High-Protein Snacks Stabilized Energy Levels
A few years ago, I struggled to maintain my energy levels throughout the day, often feeling like I could fall asleep sitting up. To address this, I began incorporating an additional high-protein snack between breakfast and lunch and increased the protein content of my meals by 10 grams. This adjustment helped stabilize my blood sugar and eliminate energy lulls during the day.

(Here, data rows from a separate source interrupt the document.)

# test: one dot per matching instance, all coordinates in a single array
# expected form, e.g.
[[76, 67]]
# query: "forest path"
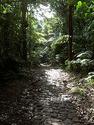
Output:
[[44, 100]]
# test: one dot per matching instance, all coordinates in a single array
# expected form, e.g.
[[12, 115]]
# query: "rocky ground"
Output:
[[44, 99]]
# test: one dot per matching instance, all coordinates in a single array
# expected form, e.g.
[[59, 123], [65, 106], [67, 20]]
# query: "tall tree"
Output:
[[70, 21], [23, 28]]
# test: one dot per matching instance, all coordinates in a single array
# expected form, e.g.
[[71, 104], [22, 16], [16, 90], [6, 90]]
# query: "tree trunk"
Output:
[[23, 29], [70, 32]]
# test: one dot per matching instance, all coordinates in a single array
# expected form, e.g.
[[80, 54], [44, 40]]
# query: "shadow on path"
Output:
[[43, 101]]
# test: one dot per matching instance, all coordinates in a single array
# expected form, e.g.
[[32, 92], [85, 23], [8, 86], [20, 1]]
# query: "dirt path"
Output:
[[43, 100]]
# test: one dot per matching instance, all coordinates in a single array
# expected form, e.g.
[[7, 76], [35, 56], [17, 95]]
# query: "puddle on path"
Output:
[[43, 103]]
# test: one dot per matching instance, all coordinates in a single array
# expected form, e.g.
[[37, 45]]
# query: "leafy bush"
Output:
[[82, 64], [85, 55]]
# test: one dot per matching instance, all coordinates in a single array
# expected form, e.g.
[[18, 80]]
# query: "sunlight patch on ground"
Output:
[[56, 76]]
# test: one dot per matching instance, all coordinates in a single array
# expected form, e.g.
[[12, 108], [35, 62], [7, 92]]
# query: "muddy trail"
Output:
[[43, 99]]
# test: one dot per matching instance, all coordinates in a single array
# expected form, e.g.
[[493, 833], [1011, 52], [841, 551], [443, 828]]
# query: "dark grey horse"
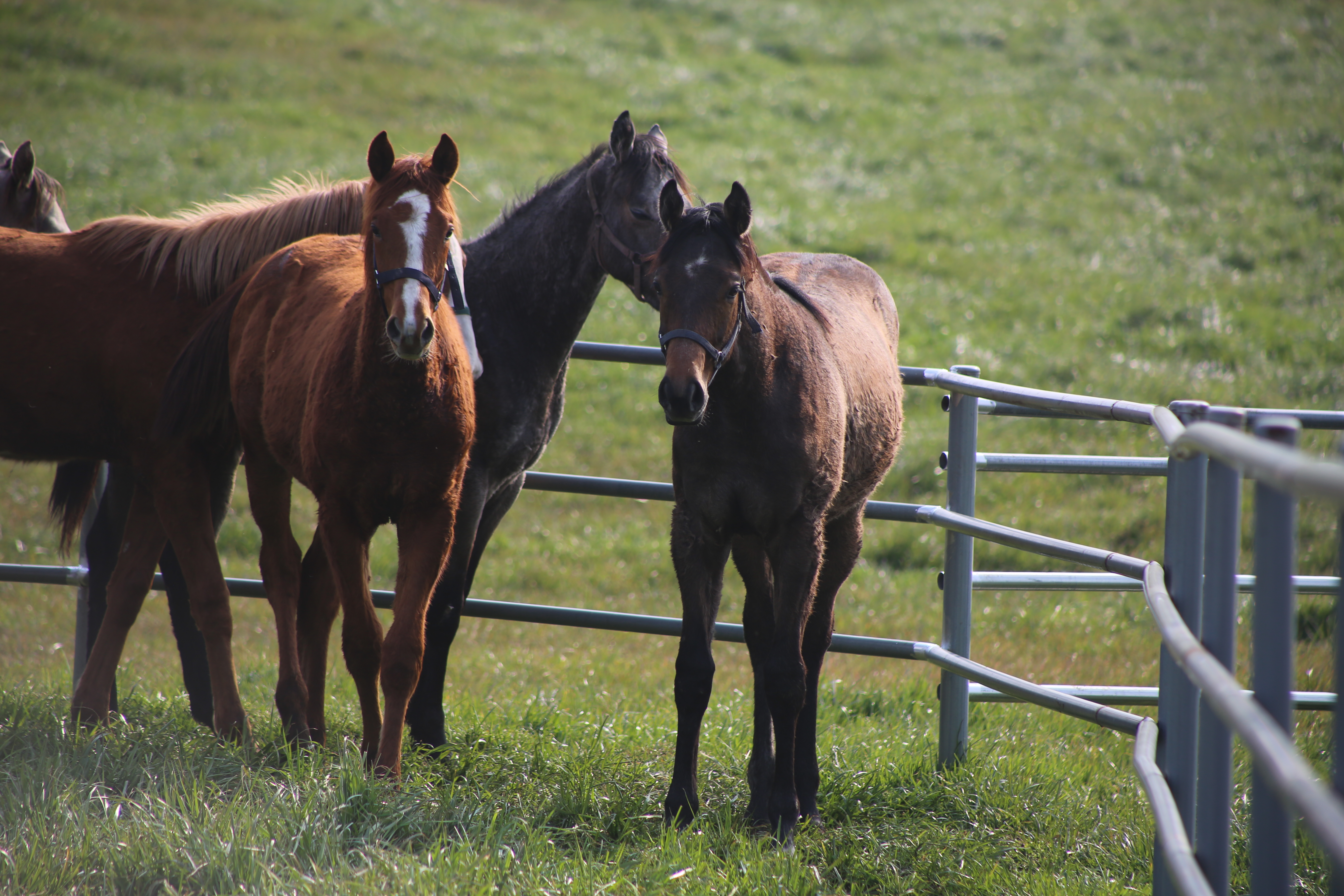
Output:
[[30, 198], [532, 281]]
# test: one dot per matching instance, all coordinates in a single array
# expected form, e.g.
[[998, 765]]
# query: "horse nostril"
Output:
[[698, 398]]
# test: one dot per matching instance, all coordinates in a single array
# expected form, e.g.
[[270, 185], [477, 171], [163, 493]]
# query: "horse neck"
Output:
[[534, 277]]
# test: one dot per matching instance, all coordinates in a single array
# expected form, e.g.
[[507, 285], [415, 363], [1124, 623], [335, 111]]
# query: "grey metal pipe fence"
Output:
[[1218, 632], [1276, 468]]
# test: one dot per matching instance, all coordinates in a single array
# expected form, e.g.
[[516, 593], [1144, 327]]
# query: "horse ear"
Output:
[[445, 159], [737, 210], [671, 206], [25, 162], [623, 136], [381, 156]]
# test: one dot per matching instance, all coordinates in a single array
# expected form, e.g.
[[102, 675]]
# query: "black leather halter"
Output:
[[636, 260], [720, 355], [436, 291]]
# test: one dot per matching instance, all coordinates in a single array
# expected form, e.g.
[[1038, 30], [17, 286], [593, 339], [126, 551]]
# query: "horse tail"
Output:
[[70, 495], [197, 399]]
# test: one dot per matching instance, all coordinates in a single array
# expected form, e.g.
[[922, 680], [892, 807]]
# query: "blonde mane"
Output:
[[213, 244]]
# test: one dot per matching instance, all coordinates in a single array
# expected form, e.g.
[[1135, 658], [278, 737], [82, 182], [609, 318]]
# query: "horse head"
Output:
[[409, 228], [624, 187], [701, 281], [30, 198]]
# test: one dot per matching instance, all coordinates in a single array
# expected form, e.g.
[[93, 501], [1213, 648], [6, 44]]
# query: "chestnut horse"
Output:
[[135, 291], [784, 389], [346, 373], [30, 198]]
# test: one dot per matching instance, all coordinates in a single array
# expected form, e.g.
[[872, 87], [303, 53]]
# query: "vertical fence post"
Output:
[[83, 594], [1275, 641], [1218, 629], [1178, 698], [1338, 872], [953, 692]]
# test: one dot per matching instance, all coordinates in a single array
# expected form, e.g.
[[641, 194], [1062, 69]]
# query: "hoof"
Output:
[[87, 717], [679, 817], [234, 730]]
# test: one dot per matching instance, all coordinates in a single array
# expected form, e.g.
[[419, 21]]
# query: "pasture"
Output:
[[1126, 199]]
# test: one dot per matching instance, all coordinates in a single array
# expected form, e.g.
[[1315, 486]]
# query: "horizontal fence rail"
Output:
[[1113, 582], [1280, 467], [1139, 696], [1099, 464], [1272, 750]]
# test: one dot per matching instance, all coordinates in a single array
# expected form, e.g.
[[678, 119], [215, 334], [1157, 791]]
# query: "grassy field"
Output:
[[1131, 199]]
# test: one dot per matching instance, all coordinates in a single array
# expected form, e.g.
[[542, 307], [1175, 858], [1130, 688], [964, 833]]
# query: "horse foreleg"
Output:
[[182, 498], [698, 558], [472, 527], [318, 608], [143, 539], [845, 539], [269, 488], [795, 558], [424, 538], [362, 635], [759, 628]]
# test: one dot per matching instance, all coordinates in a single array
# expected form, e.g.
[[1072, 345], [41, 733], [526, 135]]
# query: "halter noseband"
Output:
[[436, 291], [626, 252], [717, 354]]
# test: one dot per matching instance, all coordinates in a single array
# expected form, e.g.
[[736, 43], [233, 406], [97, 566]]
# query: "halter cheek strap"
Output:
[[626, 252], [436, 291], [720, 355]]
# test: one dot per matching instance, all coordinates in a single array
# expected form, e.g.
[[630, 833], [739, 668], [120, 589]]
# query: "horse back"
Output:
[[283, 336], [855, 334]]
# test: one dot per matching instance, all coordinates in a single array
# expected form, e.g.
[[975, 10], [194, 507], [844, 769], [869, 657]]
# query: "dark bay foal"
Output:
[[783, 383]]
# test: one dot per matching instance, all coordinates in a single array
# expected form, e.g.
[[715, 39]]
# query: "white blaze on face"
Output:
[[414, 230], [700, 262]]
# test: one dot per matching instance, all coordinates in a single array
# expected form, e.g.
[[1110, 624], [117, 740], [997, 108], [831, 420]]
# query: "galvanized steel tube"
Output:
[[1280, 465], [1111, 561], [83, 594], [1182, 871], [1111, 582], [1099, 464], [953, 700], [1275, 644], [1218, 633], [1178, 698], [1272, 750], [1101, 409]]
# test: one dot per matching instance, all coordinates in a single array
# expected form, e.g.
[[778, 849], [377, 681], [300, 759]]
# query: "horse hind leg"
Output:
[[142, 543], [281, 564], [424, 538], [795, 558], [845, 539], [182, 496], [318, 609], [362, 635], [700, 561], [759, 626]]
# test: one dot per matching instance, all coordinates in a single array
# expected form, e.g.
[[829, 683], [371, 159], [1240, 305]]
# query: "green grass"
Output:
[[1131, 199]]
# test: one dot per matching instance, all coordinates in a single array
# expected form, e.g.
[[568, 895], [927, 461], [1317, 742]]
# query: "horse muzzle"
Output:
[[410, 346], [683, 404]]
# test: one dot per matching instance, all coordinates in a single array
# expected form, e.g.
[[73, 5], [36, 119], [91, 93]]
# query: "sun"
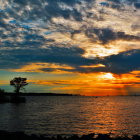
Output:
[[107, 76]]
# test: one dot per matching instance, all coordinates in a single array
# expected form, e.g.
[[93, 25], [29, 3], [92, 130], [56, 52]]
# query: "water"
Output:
[[73, 115]]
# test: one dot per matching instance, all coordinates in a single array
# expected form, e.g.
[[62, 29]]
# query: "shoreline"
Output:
[[20, 135]]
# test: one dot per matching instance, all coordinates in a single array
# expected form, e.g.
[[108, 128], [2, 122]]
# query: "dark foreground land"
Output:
[[4, 135]]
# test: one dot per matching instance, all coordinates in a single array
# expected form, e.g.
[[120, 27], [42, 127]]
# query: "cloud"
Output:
[[73, 32]]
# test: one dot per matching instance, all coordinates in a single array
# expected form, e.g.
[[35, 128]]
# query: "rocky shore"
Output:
[[4, 135]]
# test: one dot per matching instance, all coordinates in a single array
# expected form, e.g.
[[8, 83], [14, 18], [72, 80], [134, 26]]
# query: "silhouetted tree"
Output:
[[2, 90], [18, 83]]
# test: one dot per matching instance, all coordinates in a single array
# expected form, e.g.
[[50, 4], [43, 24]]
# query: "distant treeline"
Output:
[[43, 94], [5, 135]]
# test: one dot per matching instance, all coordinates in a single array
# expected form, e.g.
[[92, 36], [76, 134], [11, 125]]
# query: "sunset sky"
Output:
[[87, 47]]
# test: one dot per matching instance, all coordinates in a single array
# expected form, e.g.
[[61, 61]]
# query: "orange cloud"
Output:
[[95, 84]]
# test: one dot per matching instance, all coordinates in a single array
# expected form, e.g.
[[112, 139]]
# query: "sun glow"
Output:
[[107, 76]]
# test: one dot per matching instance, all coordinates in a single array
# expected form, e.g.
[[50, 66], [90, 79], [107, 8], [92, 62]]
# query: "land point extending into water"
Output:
[[22, 136]]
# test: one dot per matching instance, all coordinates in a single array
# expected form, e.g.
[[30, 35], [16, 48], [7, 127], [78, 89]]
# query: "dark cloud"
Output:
[[105, 35], [71, 56], [119, 64]]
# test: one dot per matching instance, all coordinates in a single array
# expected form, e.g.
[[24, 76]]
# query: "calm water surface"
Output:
[[73, 115]]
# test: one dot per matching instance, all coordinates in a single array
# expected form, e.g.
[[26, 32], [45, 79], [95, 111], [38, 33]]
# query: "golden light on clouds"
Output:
[[38, 67]]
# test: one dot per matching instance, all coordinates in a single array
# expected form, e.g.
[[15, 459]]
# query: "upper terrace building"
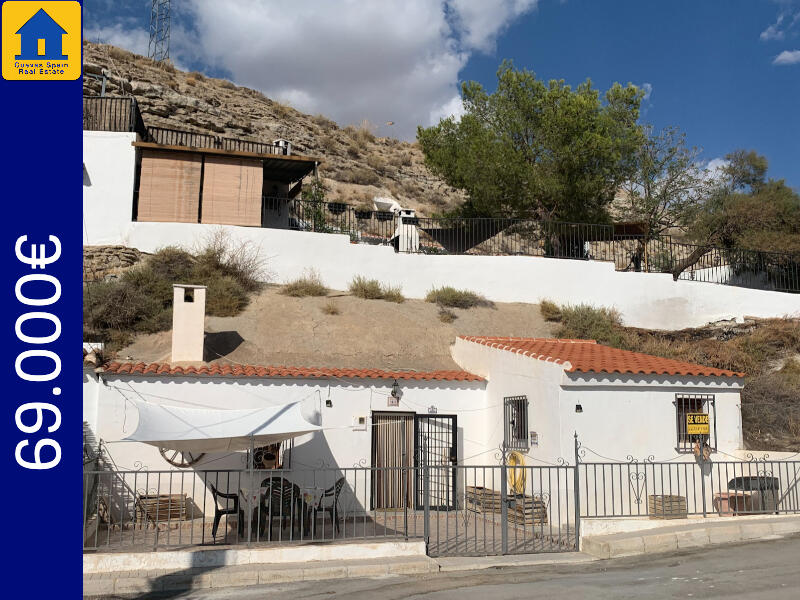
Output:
[[173, 176]]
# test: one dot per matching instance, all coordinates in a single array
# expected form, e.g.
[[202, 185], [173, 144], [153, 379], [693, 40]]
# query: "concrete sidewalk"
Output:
[[689, 535], [141, 582], [246, 570]]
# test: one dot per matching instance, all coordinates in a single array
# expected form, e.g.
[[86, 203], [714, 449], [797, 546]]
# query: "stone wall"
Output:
[[106, 263]]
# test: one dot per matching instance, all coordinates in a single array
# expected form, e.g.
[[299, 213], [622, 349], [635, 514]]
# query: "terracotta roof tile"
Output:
[[587, 356], [286, 372]]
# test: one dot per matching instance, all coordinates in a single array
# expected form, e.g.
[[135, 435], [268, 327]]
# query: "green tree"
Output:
[[748, 211], [667, 188], [536, 149]]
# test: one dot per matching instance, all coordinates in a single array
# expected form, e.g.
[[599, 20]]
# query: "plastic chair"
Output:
[[333, 507], [233, 510]]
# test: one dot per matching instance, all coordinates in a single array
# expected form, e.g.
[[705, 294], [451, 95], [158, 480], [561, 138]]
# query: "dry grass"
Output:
[[360, 176], [550, 311], [372, 289], [765, 351], [310, 284], [330, 308], [140, 301], [447, 316], [450, 297]]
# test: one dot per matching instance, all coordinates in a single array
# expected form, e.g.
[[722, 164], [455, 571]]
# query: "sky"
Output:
[[726, 72]]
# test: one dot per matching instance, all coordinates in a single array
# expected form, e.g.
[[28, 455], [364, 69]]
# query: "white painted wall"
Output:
[[108, 177], [338, 446], [650, 300], [645, 299], [623, 415]]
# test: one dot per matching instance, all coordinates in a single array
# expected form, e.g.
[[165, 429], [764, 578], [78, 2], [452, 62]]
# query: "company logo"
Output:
[[41, 40]]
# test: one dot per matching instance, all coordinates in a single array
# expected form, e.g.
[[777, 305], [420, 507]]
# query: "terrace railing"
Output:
[[111, 113], [455, 508]]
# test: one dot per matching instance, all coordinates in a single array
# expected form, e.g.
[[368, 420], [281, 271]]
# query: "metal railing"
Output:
[[121, 113], [670, 490], [111, 113], [176, 137], [583, 241], [363, 226], [458, 510]]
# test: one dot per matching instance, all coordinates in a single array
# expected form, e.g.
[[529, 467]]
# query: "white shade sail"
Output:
[[217, 430]]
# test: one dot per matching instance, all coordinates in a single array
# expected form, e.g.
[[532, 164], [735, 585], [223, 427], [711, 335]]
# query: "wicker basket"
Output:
[[666, 507], [163, 507], [522, 509]]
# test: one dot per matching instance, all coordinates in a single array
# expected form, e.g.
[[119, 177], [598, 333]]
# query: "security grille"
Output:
[[516, 422], [693, 404]]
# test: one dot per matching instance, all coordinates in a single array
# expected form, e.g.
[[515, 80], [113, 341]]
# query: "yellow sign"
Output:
[[697, 424], [41, 40]]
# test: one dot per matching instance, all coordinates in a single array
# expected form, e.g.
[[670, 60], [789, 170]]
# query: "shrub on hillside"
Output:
[[447, 316], [453, 298], [369, 289], [330, 308], [310, 284], [550, 311], [140, 301], [372, 289], [587, 322]]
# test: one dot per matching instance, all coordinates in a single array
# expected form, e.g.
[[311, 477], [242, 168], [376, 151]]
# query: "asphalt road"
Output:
[[756, 570]]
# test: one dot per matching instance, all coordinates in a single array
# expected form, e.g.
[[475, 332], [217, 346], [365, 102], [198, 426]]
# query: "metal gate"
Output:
[[435, 447]]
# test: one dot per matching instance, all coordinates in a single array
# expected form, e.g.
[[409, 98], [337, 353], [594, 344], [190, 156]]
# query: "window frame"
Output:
[[515, 421], [688, 403]]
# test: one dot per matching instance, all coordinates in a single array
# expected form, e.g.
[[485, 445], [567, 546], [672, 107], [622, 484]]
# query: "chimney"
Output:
[[188, 322]]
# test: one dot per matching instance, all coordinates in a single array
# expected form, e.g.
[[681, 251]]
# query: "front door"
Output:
[[435, 453], [392, 456]]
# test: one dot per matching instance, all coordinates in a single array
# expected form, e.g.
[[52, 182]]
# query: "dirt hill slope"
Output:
[[280, 330], [356, 165]]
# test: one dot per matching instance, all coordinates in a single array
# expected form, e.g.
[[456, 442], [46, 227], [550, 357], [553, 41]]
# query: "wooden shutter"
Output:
[[169, 187], [232, 191]]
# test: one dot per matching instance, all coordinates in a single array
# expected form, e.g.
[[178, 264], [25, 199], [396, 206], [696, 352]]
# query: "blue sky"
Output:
[[727, 72]]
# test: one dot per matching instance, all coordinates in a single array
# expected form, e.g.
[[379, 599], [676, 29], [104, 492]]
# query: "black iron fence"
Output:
[[673, 490], [363, 226], [458, 510], [519, 237], [177, 137], [110, 113], [121, 113]]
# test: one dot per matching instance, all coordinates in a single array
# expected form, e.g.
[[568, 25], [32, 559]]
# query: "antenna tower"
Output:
[[158, 49]]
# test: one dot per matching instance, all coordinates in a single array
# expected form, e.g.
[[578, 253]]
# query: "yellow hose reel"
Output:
[[516, 472]]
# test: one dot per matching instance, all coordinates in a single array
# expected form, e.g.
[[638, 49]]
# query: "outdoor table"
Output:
[[311, 496]]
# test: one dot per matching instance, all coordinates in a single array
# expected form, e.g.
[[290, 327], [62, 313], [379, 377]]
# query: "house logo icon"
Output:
[[41, 41], [41, 38]]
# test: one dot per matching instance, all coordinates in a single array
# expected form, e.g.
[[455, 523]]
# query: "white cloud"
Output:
[[479, 22], [395, 60], [452, 108], [648, 90], [773, 32], [135, 40], [787, 57]]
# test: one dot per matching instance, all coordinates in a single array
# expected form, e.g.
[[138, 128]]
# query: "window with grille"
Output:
[[516, 422], [691, 412]]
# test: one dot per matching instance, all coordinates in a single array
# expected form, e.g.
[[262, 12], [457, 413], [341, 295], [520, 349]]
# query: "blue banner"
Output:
[[41, 232]]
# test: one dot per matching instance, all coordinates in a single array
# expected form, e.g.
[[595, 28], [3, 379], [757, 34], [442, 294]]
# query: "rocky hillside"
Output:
[[356, 165]]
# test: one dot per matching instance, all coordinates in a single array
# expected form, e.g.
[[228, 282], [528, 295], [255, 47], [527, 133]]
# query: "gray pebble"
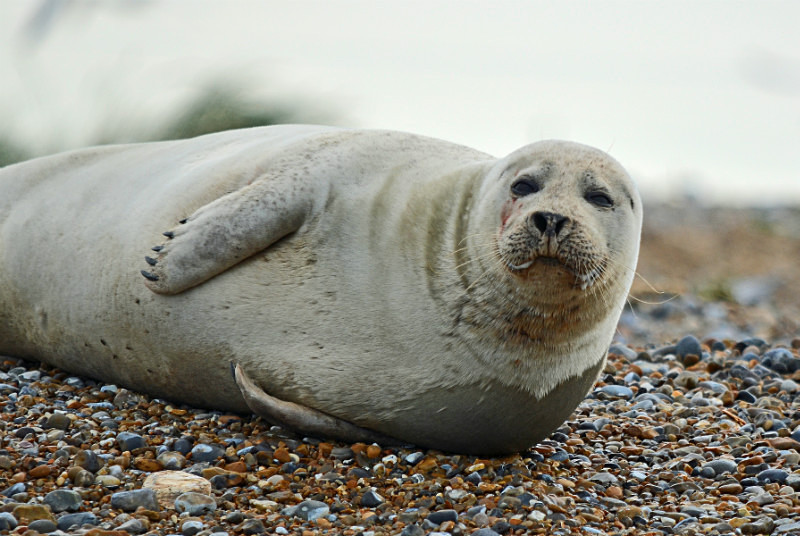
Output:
[[762, 526], [19, 487], [687, 346], [58, 421], [772, 475], [7, 521], [485, 532], [133, 526], [195, 503], [129, 501], [371, 499], [308, 510], [343, 453], [174, 461], [206, 453], [62, 500], [191, 527], [624, 351], [88, 460], [781, 360], [251, 526], [440, 516], [79, 519], [721, 466], [604, 479], [617, 391], [129, 441], [414, 457], [43, 526], [413, 530], [788, 528], [790, 386]]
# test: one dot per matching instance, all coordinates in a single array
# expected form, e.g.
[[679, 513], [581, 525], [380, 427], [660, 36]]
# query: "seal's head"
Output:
[[566, 220]]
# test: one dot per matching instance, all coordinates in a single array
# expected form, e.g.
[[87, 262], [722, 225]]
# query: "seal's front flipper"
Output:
[[301, 418], [227, 231]]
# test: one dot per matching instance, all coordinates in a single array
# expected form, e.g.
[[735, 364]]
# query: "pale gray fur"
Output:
[[353, 272]]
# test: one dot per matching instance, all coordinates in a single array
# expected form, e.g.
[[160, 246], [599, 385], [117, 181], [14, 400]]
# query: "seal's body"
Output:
[[382, 281]]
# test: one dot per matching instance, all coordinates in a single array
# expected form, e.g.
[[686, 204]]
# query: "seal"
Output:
[[365, 285]]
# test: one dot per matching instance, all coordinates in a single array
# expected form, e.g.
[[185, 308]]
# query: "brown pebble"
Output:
[[784, 443], [427, 464], [32, 512], [147, 465], [730, 489], [236, 467], [169, 484], [282, 455], [40, 471]]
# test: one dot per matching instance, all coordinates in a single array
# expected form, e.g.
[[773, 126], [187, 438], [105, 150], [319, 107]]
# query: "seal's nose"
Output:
[[549, 223]]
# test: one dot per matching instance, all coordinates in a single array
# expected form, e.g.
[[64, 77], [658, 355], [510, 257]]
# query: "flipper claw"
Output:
[[149, 276]]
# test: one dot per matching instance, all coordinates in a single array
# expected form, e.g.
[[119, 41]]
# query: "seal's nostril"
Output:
[[548, 222]]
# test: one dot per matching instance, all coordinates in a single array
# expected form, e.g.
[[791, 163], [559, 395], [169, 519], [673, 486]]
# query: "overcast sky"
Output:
[[697, 96]]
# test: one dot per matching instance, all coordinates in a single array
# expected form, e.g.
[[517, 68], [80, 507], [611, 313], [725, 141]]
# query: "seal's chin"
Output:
[[543, 266], [539, 260]]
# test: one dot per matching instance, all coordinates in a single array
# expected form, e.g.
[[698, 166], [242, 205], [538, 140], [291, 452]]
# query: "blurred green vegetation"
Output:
[[216, 108]]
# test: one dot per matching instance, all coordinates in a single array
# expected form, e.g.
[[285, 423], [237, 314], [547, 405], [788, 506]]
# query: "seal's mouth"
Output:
[[583, 279], [545, 260]]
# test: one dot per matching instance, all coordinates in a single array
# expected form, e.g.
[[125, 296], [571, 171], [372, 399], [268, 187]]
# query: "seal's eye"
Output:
[[599, 199], [524, 187]]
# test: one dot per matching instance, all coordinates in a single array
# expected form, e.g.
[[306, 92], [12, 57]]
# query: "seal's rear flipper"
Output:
[[227, 231], [303, 419]]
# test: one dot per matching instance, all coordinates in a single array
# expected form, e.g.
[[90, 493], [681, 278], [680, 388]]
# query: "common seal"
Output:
[[365, 284]]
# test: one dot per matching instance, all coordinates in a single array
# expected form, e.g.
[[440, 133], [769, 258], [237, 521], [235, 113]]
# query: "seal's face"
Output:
[[568, 221]]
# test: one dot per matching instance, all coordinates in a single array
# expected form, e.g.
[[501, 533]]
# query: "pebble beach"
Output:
[[692, 428]]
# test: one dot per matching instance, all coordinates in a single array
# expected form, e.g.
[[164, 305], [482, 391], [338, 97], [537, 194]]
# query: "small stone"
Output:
[[19, 487], [772, 475], [42, 526], [62, 500], [688, 346], [342, 453], [82, 478], [789, 386], [7, 521], [190, 527], [78, 519], [195, 503], [59, 421], [784, 443], [40, 471], [134, 526], [206, 453], [780, 360], [129, 501], [371, 499], [32, 512], [107, 481], [168, 485], [415, 530], [129, 442], [485, 532], [414, 457], [308, 510], [441, 516], [617, 391], [721, 466], [604, 479], [252, 526], [733, 488]]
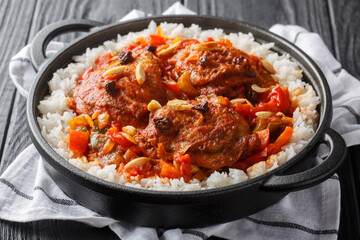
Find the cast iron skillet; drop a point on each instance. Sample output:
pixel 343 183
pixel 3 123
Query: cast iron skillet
pixel 192 208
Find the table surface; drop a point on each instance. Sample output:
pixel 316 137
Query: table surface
pixel 337 22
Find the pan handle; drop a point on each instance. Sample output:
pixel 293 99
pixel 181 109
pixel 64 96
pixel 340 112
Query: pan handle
pixel 315 175
pixel 42 38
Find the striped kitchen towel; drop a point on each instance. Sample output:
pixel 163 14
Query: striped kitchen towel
pixel 29 194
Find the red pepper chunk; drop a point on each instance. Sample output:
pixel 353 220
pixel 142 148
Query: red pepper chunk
pixel 104 59
pixel 86 73
pixel 257 157
pixel 264 137
pixel 173 86
pixel 243 109
pixel 280 141
pixel 119 138
pixel 169 170
pixel 156 40
pixel 78 141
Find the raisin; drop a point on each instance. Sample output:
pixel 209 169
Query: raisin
pixel 125 57
pixel 252 96
pixel 239 60
pixel 110 88
pixel 202 107
pixel 150 48
pixel 163 124
pixel 204 61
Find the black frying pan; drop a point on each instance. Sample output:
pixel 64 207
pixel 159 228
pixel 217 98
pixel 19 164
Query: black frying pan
pixel 192 208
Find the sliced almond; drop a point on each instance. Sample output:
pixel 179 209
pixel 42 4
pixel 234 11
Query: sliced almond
pixel 279 114
pixel 186 86
pixel 129 130
pixel 222 100
pixel 178 105
pixel 113 58
pixel 140 74
pixel 89 120
pixel 241 101
pixel 129 137
pixel 95 162
pixel 264 114
pixel 137 162
pixel 168 50
pixel 194 169
pixel 176 164
pixel 268 66
pixel 206 46
pixel 95 114
pixel 153 105
pixel 258 89
pixel 114 70
pixel 238 100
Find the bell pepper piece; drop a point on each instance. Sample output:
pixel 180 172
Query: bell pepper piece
pixel 78 141
pixel 282 140
pixel 169 170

More Protein Improved Performance and Reduced Cravings
When I focused on increasing my protein intake, it made a noticeable difference in my performance and energy levels. I started eating more lean meats, eggs, and plant-based protein after noticing fatigue during workouts. Within weeks, I felt stronger and recovered faster after exercising. I also experienced fewer cravings throughout the day, which helped me manage my overall calorie intake. The key change was adding protein to every meal, ensuring I stayed full longer and fueled properly. For anyone looking to improve fitness or balance energy, tracking daily protein intake can be a simple, effective first step.
Protein Boost Enhanced Strength and Muscle Tone
When I focused on increasing my protein intake, it had a noticeable impact on both my fitness and overall well-being. At the time, I was working on building strength and muscle tone through weight training but felt like my recovery was slow, and I wasn't seeing the progress I expected.
I started incorporating more protein into my meals-adding plant-based options like lentils, tofu, and chickpeas, along with protein-packed snacks like Greek yogurt, nuts, and seeds. I also added a protein smoothie after workouts, often blending in ingredients like almond milk, pea protein powder, and a banana.
Within weeks, I noticed faster muscle recovery, less soreness, and a boost in my energy levels throughout the day. My strength improved steadily, and I felt leaner and more toned. The increased protein also helped curb hunger between meals, making it easier to stick to healthy eating habits. It was a simple change, but it made a big difference in achieving my fitness goals and feeling stronger overall.